What Are We Looking At?
Neither the GTS nor the Turbo S E-Hybrid looks anywhere near as serious about big speeds. But there’s one extra detail that really makes this new performance Panamera look the part, and it’s one we’ve only ever seen on Porsche’s gnarliest two-seat sports cars.
Take a close look at the front fenders, and you might just spot a saw-tooth vent located directly over the front wheel. Look familiar?
It’s the same kind of vent fitted to the 718 GT4 RS and 911 GT3 RS, and is used to aid the escape of high-pressure air that gets caught in the wheel wells and causes front-end lift. That kind of hardware doesn’t belong on a luxury cruiser; it’s the stuff of track weapons.
Baldauf
Could It Be Plugged In?
Porsche hasn’t confirmed anything yet, let alone what’s under the skin, but what’s interesting about this prototype is that it has a left-hand fuel filler flap.

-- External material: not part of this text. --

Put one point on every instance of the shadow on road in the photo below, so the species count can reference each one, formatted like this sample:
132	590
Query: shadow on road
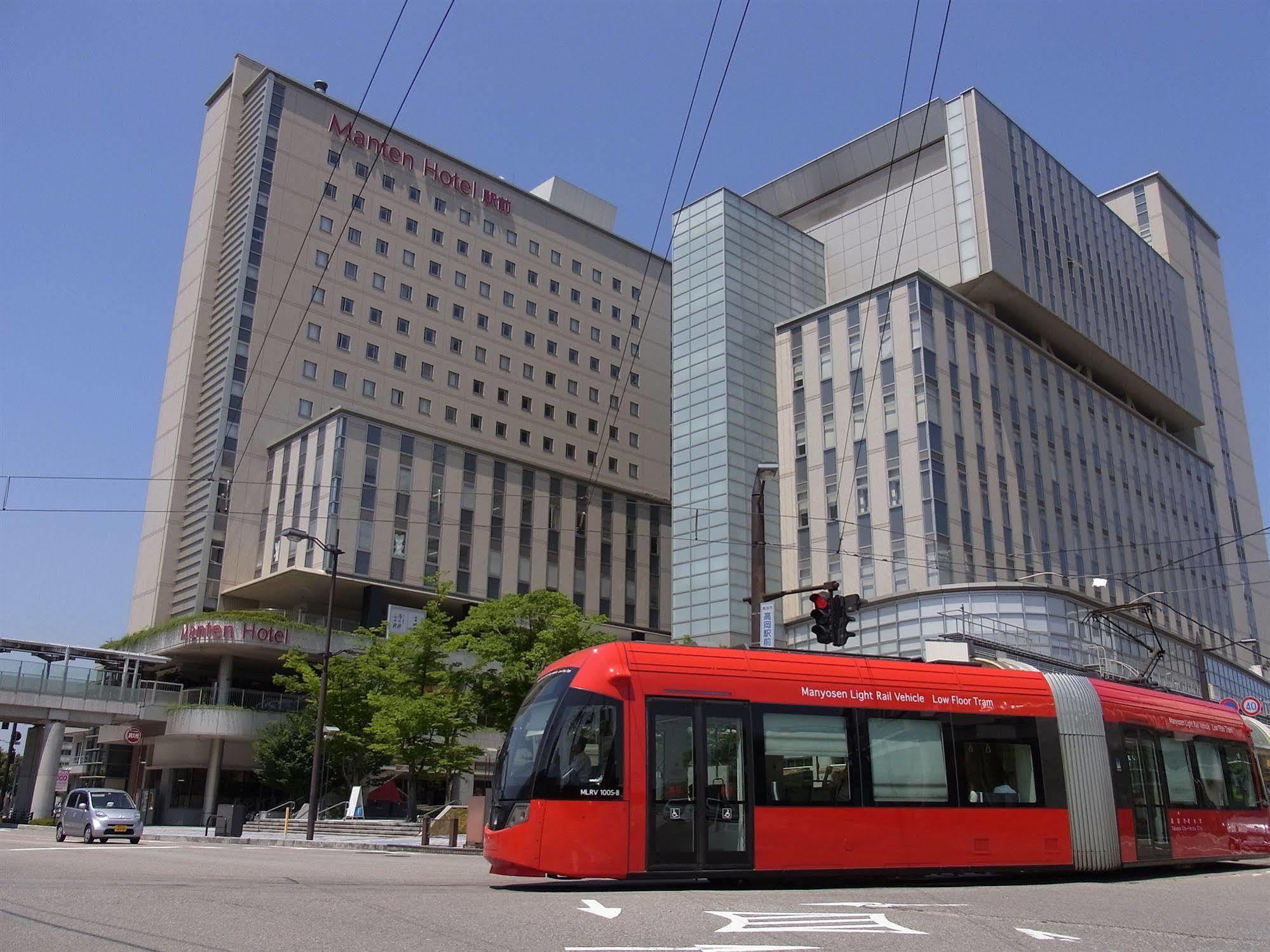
868	880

Current ICE Panameras have the flap on the right, and only Hybrids get a matching flap – covering a charging port – on the left.
A big, heavy hybrid doesn’t seem like the obvious starting point for a track-focused Panamera, and Porsche stuck to straight combustion power for the 650 hp (659 PS) Cayenne Turbo GT even though the Cayenne Turbo E-Hybrid makes 729 hp (739 PS).
But then it has proved with the Taycan Turbo GT that heavyweights really can handle, and the BMW M5, Audi RS6, and AMG E-Class are all either switching to hybrid power or are already there.
For the record, the Panamera Turbo S E-Hybrid makes 771 hp (782 PS), and Lamborghini’s Urus SE plug-in, which uses the same core twin-turbo, 4.0-liter V8, pumps out 789 hp (800 PS), so we could be looking at one really rapid Porsche limo when the covers come off, probably some time early next year.